1. Transaction Ordering: Ensure that all transactions initiated by NIC400_top and NIC400_bottom follow the AXI protocol’s ordering rules. This includes maintaining the order of read and write transactions to the same address and avoiding circular dependencies.

2. Resource Allocation: Implement a resource allocation strategy that prevents NIC400_top and NIC400_bottom from holding resources that the other partition needs. This can be achieved through a centralized arbitration mechanism that prioritizes transactions based on their urgency and dependencies.

3. Deadlock Detection and Recovery: Implement a deadlock detection mechanism that monitors the state of transactions and identifies potential deadlock scenarios. If a deadlock is detected, the system should initiate a recovery process, such as aborting and retrying transactions.

Forwarded AXI Nets Design

The design of the forwarded AXI nets must ensure that they can handle the latency and complexity introduced by the partitioning. The following steps outline the design considerations:

1. Latency Optimization: Minimize the latency of the forwarded AXI nets by optimizing the placement of NIC400_top and NIC400_bottom within the floorplan. This includes reducing the physical distance between the partitions and ensuring that the nets are routed efficiently.

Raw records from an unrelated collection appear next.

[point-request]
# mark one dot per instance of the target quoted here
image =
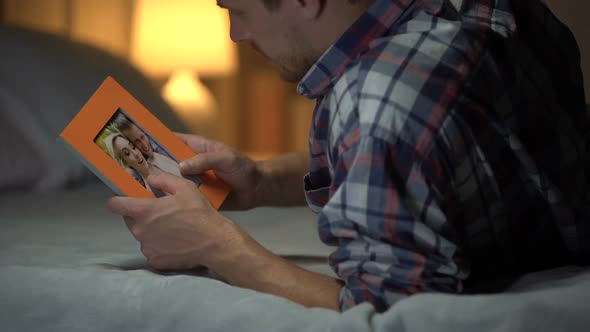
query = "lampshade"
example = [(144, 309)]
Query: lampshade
[(171, 35)]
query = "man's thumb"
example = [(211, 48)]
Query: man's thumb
[(166, 182)]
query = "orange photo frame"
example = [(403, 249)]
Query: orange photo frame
[(109, 99)]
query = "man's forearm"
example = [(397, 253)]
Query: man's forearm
[(254, 267), (282, 183)]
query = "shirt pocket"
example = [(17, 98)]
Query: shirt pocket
[(316, 196)]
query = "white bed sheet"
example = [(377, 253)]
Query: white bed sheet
[(67, 264)]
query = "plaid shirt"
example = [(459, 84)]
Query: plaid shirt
[(448, 146)]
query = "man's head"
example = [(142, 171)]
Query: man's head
[(291, 34), (134, 134)]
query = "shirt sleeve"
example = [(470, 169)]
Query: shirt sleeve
[(385, 217)]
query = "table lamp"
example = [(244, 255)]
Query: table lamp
[(183, 40)]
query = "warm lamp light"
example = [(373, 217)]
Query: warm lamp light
[(185, 39)]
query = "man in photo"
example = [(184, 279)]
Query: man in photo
[(152, 152)]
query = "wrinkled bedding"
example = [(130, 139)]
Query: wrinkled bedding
[(67, 264)]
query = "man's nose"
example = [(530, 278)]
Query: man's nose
[(238, 35)]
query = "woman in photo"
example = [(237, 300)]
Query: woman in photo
[(128, 156)]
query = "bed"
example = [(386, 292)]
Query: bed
[(68, 264)]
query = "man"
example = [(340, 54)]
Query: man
[(449, 150)]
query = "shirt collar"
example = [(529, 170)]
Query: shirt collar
[(384, 16), (378, 19)]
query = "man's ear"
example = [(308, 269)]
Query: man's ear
[(310, 9)]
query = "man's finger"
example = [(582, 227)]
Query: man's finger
[(129, 206), (203, 162), (168, 183), (197, 143)]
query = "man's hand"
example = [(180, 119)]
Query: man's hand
[(178, 231), (276, 182), (237, 170), (182, 230)]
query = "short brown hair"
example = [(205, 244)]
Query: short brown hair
[(274, 4)]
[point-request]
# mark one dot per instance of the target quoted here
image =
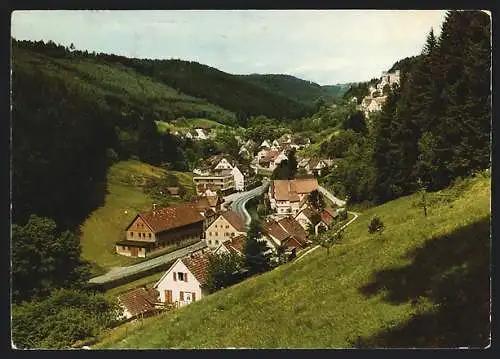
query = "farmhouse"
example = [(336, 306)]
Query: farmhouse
[(288, 196), (286, 232), (156, 229), (228, 225), (310, 218), (234, 245), (183, 283)]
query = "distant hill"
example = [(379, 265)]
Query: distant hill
[(231, 92), (394, 289), (300, 90)]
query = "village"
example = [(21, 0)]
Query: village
[(294, 218)]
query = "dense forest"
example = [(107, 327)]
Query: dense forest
[(300, 90), (434, 128)]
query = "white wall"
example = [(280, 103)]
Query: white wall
[(239, 179), (168, 283), (219, 231)]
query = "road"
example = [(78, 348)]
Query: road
[(239, 200), (121, 272)]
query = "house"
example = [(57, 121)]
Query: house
[(287, 232), (262, 153), (288, 196), (200, 134), (265, 144), (139, 303), (302, 163), (227, 225), (309, 217), (174, 191), (184, 282), (154, 230), (239, 179), (329, 215), (223, 181), (315, 166), (234, 245)]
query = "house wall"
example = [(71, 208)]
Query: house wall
[(220, 231), (126, 251), (239, 179), (167, 283), (223, 165), (139, 231), (303, 220)]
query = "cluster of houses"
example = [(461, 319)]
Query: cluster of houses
[(221, 173), (376, 98), (223, 231)]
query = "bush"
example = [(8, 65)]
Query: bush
[(376, 225)]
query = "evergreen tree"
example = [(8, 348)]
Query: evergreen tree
[(256, 258)]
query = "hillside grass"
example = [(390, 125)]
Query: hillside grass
[(424, 282), (125, 198)]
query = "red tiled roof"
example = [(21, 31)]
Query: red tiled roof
[(312, 215), (288, 190), (140, 300), (294, 229), (274, 229), (198, 265), (171, 217), (235, 220), (236, 244)]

2. Protocol Compliance: Ensure that the forwarded AXI nets comply with the AXI protocol’s requirements for transaction ordering, data integrity, and handshaking. This includes implementing error checking and correction mechanisms to detect and correct any protocol violations.

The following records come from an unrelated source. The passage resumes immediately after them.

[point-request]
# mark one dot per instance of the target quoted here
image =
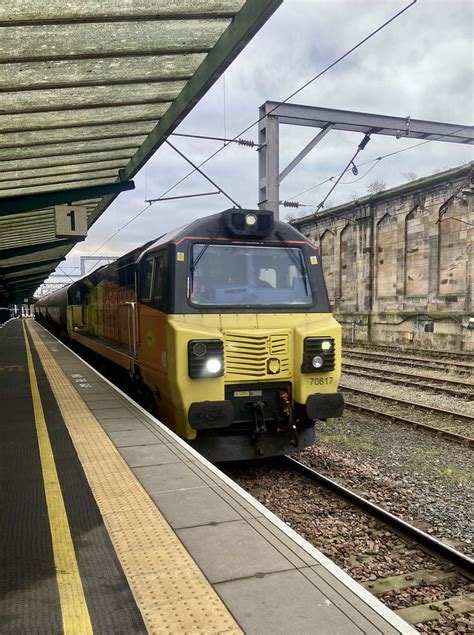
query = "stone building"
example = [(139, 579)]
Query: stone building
[(399, 264)]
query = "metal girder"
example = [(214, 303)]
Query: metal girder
[(14, 252), (8, 269), (306, 150), (242, 28), (17, 204), (300, 115), (28, 280), (272, 114)]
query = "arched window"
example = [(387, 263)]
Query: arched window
[(386, 257), (348, 263), (328, 265)]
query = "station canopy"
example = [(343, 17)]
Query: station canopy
[(90, 89)]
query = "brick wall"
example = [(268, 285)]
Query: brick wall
[(399, 265)]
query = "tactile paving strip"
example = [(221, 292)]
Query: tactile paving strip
[(170, 590)]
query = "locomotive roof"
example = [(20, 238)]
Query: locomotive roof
[(213, 227)]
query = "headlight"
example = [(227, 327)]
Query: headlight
[(213, 366), (251, 220), (318, 355), (205, 358)]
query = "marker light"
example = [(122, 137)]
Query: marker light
[(317, 361), (199, 349), (251, 220), (214, 365)]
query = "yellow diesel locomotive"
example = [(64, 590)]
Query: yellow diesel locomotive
[(224, 324)]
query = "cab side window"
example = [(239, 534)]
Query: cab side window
[(147, 280), (159, 279)]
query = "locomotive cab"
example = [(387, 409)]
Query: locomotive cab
[(224, 325), (249, 353)]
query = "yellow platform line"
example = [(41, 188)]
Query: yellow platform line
[(170, 590), (74, 611)]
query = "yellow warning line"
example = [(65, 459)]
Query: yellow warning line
[(170, 590), (74, 611)]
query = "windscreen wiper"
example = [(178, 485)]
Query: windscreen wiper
[(201, 254), (299, 265)]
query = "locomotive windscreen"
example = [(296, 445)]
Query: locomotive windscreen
[(244, 275)]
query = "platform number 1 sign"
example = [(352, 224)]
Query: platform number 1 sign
[(71, 220)]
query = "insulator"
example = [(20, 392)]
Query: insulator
[(246, 142)]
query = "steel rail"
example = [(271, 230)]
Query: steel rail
[(452, 382), (414, 361), (378, 376), (459, 355), (406, 402), (461, 560), (451, 436)]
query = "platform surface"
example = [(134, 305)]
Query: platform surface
[(160, 540)]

3. Simulation and Verification: Perform extensive simulation and verification of the forwarded AXI nets to ensure that they function correctly under all operating conditions. This includes corner case testing to validate the nets’ behavior under high concurrency and stress conditions.

Floorplan Optimization

The C-type floorplan’s constraints must be carefully managed to ensure that the partitioning of NIC400 does not compromise the system’s performance or reliability. The following steps outline the floorplan optimization process:

1. Standard Cell Placement: Optimize the placement of standard cells within the left channel to maximize the available routing resources. This includes using advanced placement algorithms to minimize congestion and ensure that critical paths meet timing requirements.

2. Master Port Placement: Carefully place the master ports within the floorplan to minimize the distance between NIC400_top and NIC400_bottom. This reduces the latency of the forwarded AXI nets and improves the overall system performance.

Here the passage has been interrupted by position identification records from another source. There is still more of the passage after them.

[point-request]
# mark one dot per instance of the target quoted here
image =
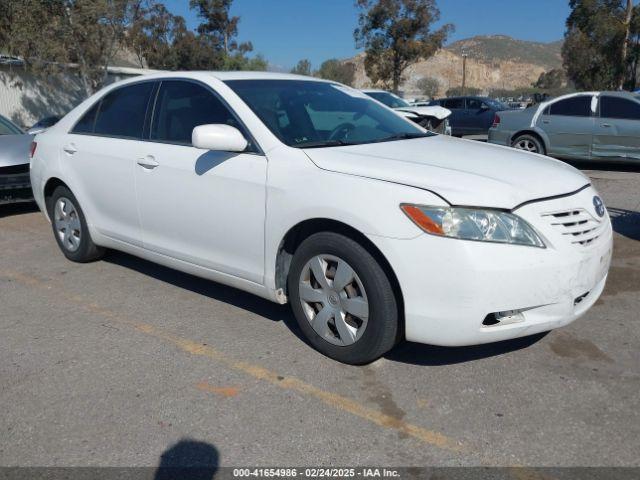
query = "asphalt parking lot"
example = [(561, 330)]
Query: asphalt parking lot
[(117, 362)]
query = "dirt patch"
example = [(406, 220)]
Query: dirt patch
[(570, 347)]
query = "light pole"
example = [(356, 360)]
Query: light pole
[(464, 71)]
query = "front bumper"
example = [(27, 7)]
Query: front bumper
[(15, 184), (450, 287)]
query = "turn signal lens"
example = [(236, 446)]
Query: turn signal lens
[(476, 224)]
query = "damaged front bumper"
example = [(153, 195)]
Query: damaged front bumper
[(15, 184)]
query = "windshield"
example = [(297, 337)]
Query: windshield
[(389, 99), (307, 114), (9, 128), (496, 105)]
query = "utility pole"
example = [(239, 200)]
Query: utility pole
[(464, 71)]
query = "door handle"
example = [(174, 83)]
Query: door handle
[(148, 162), (70, 148)]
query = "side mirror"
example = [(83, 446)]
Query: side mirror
[(218, 137)]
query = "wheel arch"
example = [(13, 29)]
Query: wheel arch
[(304, 229), (533, 132)]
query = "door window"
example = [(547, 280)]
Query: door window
[(181, 106), (572, 107), (454, 103), (615, 107), (123, 111)]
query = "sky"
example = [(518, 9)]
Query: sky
[(285, 31)]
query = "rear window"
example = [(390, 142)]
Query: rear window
[(572, 107), (621, 108)]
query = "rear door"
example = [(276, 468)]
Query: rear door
[(617, 130), (569, 126), (100, 153)]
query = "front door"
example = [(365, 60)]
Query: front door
[(617, 130), (203, 207)]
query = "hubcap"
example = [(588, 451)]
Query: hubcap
[(67, 224), (334, 300), (527, 145)]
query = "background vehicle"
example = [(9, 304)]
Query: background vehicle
[(582, 126), (306, 191), (432, 118), (42, 125), (15, 185), (471, 115)]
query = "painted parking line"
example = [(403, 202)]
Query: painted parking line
[(334, 400)]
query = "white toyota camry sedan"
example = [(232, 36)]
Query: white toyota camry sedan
[(306, 191)]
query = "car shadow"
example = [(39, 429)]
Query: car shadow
[(188, 459), (625, 222), (208, 288), (11, 209), (430, 355)]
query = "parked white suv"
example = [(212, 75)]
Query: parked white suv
[(307, 191)]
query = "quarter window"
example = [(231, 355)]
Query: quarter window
[(122, 112), (614, 107), (182, 106), (572, 107)]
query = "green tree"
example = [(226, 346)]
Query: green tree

3. Timing Closure: Perform timing closure analysis to ensure that all paths within the partitioned NIC400 meet the required timing constraints. This includes optimizing the clock tree synthesis and ensuring that the CDC synchronizers meet the setup and hold time requirements.

Conclusion

Partitioning NIC400 into NIC400_top and NIC400_bottom in a C-type floorplan presents significant challenges, particularly around clock domain synchronization and deadlock avoidance. By implementing CDC synchronizers, adhering to the AXI protocol’s ordering rules, and optimizing the floorplan, these challenges can be effectively managed. The use of forwarded AXI nets requires careful design and verification to ensure that they meet the system’s performance and reliability requirements. With a comprehensive approach, the partitioning of NIC400 can be successfully implemented, enabling the efficient operation of the ARM-based SoC.